We doubt Shen You Holdings shareholders are happy with the loss of 72% over twelve months. That falls short of the market, which lost 17%. There's no doubt that's a disappointment, but the stock may well have fared better in a stronger market. The share price decline has continued throughout the most recent three months, down 42%, suggesting an absence of enthusiasm from investors. Given the relatively short history of this stock, we'd remain pretty wary until we see some strong business performance. It's always interesting to track share price performance over the longer term. But to understand Shen You Holdings better, we need to consider many other factors. Case in point: We've spotted 4 warning signs for Shen You Holdings you should be aware of, and 2 of them don't sit too well with us.

If you are like me, then you will not want to miss this free list of growing companies that insiders are buying.

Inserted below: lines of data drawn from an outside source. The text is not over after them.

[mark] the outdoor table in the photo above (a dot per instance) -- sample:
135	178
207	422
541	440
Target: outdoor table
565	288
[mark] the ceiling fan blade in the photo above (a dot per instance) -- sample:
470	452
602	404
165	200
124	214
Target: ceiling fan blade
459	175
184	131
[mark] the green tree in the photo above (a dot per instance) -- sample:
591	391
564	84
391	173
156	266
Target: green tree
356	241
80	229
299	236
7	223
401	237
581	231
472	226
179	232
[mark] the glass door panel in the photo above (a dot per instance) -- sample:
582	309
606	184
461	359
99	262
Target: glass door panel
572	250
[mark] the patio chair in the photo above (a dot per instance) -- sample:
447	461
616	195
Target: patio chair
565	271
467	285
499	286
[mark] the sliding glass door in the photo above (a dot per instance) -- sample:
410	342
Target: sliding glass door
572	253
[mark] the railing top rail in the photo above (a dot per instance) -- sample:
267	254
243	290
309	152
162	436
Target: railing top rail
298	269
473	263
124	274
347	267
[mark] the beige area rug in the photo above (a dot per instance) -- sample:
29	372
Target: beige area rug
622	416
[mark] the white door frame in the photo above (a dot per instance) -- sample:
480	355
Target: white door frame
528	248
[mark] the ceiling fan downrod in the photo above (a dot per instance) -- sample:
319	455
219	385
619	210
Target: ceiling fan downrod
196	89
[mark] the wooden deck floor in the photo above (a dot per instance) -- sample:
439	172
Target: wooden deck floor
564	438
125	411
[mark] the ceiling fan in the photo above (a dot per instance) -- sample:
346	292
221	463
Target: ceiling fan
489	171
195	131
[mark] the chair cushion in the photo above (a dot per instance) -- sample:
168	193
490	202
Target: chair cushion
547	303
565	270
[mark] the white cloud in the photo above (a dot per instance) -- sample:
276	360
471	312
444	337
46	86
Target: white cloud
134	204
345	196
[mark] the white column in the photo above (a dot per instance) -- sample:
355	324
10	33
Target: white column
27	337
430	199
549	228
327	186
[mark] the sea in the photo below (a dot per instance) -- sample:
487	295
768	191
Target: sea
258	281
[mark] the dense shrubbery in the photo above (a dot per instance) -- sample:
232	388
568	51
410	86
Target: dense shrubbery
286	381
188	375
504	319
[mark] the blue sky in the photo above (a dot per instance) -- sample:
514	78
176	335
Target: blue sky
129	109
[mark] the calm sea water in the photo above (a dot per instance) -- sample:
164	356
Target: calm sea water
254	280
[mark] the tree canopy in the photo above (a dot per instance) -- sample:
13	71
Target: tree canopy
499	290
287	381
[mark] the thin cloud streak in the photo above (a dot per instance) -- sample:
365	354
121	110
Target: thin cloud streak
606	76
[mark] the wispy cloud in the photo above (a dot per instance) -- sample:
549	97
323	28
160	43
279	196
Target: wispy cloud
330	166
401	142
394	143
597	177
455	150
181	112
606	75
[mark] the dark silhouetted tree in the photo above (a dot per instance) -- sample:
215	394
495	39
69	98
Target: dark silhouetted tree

Please note, the market returns quoted in this article reflect the market weighted average returns of stocks that currently trade on HK exchanges.

If you spot an error that warrants correction, please contact the editor at editorial-team@simplywallst.com. This article by Simply Wall St is general in nature. It does not constitute a recommendation to buy or sell any stock, and does not take account of your objectives, or your financial situation. Simply Wall St has no position in the stocks mentioned.

We aim to bring you long-term focused research analysis driven by fundamental data. Note that our analysis may not factor in the latest price-sensitive company announcements or qualitative material. Thank you for reading.